His characters rattled off the Queen's English with Wodehousean aplomb while he dashed about looking, well, dashing. This was the achieving Indian, the prosperous Indian, the entrepreneur and the upstart who ran restaurants and laundrettes and was as easily at home in England as the Queen.
The range was superlative. He did films with James Ivory and Ismail Merchant before making his Hindi film debut with Satyajit Ray's masterful Shatranj Ke Khilari. He appeared in movies as diverse as Hero Hiralal, Ram Teri Ganga Maili and My Beautiful Laundrette.
Hindi cinema, attracted to his obvious strengths, often cast him as an officer of some sort -- some uniformed man with a clipped accent -- or a posh father-figure.
And, more often than not, Jaffrey played all his roles with a characteristic elan and amiability: He looked like a clever, all-knowing, winking Super Mario, gloriously grey around the edges. Irresistible, really.
Rarely did he get the opportunity to completely disappear into his characters, though when he did -- like in the Ray film or Chashm-e-Buddoor or in Masoom as the unforgettable Suri Saab who bought his crockery from Harrods -- he was sensational.

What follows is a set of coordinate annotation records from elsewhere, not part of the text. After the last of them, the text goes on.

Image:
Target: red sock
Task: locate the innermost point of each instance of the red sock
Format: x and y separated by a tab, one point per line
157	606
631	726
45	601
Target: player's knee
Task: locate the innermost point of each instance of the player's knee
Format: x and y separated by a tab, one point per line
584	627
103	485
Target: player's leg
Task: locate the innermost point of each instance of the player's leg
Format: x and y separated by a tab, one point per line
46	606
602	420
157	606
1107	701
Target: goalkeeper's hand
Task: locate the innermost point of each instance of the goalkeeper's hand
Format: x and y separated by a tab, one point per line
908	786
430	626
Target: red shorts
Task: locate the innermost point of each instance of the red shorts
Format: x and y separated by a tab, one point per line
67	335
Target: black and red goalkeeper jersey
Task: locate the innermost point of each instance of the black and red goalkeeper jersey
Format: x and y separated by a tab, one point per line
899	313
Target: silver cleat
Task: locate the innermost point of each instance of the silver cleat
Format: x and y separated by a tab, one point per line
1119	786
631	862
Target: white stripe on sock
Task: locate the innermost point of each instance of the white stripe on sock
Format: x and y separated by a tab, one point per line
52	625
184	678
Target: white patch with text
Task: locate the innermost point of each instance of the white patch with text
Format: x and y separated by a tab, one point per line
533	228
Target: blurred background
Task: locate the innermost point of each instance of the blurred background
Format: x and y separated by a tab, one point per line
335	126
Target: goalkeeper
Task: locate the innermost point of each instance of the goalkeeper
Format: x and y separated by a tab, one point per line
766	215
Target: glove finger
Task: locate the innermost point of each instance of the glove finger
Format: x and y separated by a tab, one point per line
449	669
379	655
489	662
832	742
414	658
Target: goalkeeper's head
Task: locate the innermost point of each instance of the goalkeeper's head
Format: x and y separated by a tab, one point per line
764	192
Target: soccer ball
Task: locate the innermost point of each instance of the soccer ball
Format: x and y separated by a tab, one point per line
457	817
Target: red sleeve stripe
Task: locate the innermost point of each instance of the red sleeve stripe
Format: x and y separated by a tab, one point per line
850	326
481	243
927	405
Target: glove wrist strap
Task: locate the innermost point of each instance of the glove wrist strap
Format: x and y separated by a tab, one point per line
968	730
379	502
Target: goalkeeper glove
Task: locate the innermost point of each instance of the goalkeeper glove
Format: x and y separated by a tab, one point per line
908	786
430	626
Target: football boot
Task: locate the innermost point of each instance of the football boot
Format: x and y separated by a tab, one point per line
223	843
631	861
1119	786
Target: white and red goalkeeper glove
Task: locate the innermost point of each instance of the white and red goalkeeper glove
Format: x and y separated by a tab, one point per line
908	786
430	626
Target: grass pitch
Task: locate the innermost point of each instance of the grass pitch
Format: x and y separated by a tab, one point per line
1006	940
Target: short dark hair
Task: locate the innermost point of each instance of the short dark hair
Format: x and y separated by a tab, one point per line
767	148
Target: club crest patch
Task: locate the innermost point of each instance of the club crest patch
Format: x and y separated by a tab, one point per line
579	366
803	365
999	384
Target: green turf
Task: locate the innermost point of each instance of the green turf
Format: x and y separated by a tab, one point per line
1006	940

His character in Shatranj Ke Khilari, in fact, provides a good parallel for Jaffrey's onscreen persona. Mir Roshan Ali was a man so obsessed with a game of chess that he cared little for the ongoing British invasion of his country.
Jaffrey, as we knew him on screen, always seemed to know better, always seemed to know what mattered more than the obvious. And those twinkling eyes invited us along for the ride.
So long, Suri Saab. We raise our bowler hats to you.